Once the optimal use cases are identified, high-performing companies achieve organizational readiness before implementation. Amid digital transformation, this is where effective executive decision-making can drive tremendous value. Leaders are optimizing AI performance by rethinking workflows—crafting hybrid frameworks that best leverage the strengths of technology and professionals—and contributing to a comprehensive AI strategy. As a recent report states, “people, process, and data readiness are required in addition to technology readiness to achieve long-term operational success with AI.”
So, what exactly does it take to achieve people readiness? The acceleration of digital transformation—paired with the continued importance of humans in the loop—has made human resources a leading concern for virtually all executives. An IBM study found 64% of CEOs agree organizations must adopt technologies that are evolving faster than workers can adapt. Furthermore, 61% say their generative AI adoption is accelerating faster than employees are comfortable with.
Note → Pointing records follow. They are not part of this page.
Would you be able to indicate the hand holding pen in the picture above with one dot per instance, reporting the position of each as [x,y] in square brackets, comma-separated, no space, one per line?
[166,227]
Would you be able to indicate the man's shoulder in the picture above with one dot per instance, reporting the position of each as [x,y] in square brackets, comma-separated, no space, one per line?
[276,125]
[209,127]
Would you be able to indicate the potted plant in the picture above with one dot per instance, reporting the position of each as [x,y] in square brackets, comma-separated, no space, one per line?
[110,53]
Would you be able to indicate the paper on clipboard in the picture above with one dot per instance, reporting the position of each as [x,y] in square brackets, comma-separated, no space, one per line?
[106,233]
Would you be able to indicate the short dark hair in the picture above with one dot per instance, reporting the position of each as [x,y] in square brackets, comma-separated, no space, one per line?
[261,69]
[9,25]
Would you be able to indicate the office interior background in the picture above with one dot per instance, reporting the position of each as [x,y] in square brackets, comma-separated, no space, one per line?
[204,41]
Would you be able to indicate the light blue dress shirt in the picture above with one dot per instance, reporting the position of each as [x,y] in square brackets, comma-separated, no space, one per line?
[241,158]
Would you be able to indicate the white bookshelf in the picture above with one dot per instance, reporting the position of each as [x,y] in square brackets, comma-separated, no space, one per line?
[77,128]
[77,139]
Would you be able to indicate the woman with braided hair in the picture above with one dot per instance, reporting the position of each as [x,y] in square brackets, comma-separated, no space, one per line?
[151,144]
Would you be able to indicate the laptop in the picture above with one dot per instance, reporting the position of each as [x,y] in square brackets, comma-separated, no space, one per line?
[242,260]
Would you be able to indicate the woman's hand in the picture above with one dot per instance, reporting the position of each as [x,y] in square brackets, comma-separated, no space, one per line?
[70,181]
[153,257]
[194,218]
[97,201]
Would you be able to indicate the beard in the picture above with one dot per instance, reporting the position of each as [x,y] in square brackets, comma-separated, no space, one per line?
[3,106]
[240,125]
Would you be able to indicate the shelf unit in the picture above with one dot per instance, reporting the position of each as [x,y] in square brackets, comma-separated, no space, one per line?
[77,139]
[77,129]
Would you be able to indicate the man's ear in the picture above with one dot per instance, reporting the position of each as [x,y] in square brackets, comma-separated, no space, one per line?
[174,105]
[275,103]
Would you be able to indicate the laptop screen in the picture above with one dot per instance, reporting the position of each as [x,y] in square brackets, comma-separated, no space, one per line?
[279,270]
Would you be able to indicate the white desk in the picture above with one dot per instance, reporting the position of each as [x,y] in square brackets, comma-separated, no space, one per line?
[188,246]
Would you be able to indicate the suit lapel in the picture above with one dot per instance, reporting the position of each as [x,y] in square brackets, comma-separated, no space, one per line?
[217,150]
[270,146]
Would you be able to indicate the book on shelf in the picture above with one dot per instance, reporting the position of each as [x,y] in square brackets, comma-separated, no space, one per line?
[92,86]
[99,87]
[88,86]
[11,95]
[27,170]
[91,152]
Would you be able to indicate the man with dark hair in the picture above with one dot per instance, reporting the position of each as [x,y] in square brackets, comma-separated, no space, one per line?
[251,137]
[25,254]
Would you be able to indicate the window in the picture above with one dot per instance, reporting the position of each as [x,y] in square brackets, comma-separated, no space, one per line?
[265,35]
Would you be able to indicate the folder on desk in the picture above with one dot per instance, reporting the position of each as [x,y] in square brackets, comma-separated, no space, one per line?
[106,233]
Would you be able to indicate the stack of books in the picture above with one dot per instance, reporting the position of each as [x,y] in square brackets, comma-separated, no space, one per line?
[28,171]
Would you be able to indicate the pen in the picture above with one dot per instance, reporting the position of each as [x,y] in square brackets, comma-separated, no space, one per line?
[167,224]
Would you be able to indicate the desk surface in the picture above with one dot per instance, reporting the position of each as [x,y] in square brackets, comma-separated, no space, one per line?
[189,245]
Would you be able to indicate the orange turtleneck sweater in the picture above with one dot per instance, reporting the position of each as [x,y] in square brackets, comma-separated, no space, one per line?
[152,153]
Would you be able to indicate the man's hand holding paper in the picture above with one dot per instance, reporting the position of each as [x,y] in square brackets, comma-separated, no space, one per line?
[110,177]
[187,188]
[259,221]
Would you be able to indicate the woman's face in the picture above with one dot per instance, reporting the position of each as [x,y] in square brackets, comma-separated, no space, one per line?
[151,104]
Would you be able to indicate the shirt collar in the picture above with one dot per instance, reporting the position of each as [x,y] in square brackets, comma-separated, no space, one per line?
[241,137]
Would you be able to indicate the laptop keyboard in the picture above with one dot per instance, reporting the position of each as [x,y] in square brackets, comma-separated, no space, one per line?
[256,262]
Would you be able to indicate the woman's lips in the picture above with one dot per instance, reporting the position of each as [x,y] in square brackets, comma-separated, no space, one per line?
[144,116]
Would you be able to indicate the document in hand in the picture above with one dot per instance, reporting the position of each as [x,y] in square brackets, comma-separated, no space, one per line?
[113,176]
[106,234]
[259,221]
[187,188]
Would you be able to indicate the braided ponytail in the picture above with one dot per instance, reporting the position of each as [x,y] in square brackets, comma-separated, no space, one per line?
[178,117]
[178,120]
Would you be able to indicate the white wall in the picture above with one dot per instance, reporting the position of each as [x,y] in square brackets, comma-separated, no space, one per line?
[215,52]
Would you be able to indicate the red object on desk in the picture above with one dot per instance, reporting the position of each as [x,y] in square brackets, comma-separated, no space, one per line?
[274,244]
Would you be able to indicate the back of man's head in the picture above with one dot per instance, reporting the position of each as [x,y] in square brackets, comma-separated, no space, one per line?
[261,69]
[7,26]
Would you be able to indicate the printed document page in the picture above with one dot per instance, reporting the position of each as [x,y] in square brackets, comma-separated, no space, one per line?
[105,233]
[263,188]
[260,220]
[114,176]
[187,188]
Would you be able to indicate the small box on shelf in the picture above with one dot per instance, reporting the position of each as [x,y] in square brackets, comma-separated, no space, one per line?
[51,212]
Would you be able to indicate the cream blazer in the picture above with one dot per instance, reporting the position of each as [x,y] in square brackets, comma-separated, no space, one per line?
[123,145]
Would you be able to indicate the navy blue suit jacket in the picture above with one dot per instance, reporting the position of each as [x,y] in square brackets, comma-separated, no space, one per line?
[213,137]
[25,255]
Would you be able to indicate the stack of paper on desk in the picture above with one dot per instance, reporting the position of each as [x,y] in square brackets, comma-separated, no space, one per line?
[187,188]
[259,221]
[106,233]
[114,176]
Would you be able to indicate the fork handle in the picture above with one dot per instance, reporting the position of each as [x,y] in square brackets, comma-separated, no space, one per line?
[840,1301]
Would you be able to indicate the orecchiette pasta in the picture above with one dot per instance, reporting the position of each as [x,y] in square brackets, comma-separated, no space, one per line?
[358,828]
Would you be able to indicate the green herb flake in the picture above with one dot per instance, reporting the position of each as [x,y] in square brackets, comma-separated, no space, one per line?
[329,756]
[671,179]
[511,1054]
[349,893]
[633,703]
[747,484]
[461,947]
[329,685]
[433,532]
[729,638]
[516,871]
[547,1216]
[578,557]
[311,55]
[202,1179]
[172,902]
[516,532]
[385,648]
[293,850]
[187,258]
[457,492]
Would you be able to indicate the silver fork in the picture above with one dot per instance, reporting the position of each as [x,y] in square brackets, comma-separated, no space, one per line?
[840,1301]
These challenges have added nuance to executive decision-making. Leaders are no longer solely considering what tools they should adopt. They must also determine if their employees are capable of effectively learning and leveraging certain technologies. Executives can support adoption by investing in training—for example, providing AI literacy courses that help employees identify hallucinations and understand prompt engineering—but ultimately, human capabilities will impact implementation timelines.
The advent of generative AI and big data has also turned top executives into ethical decision-makers. With every use case, leaders must balance the drive for efficiency with the emotional needs of the workforce or risk further labor shortages as AI anxieties hinder retention.
Achieving maximum value depends on a delicate balance between driving full speed ahead on technology and crafting a strategy that aligns an organization’s core cultural demands.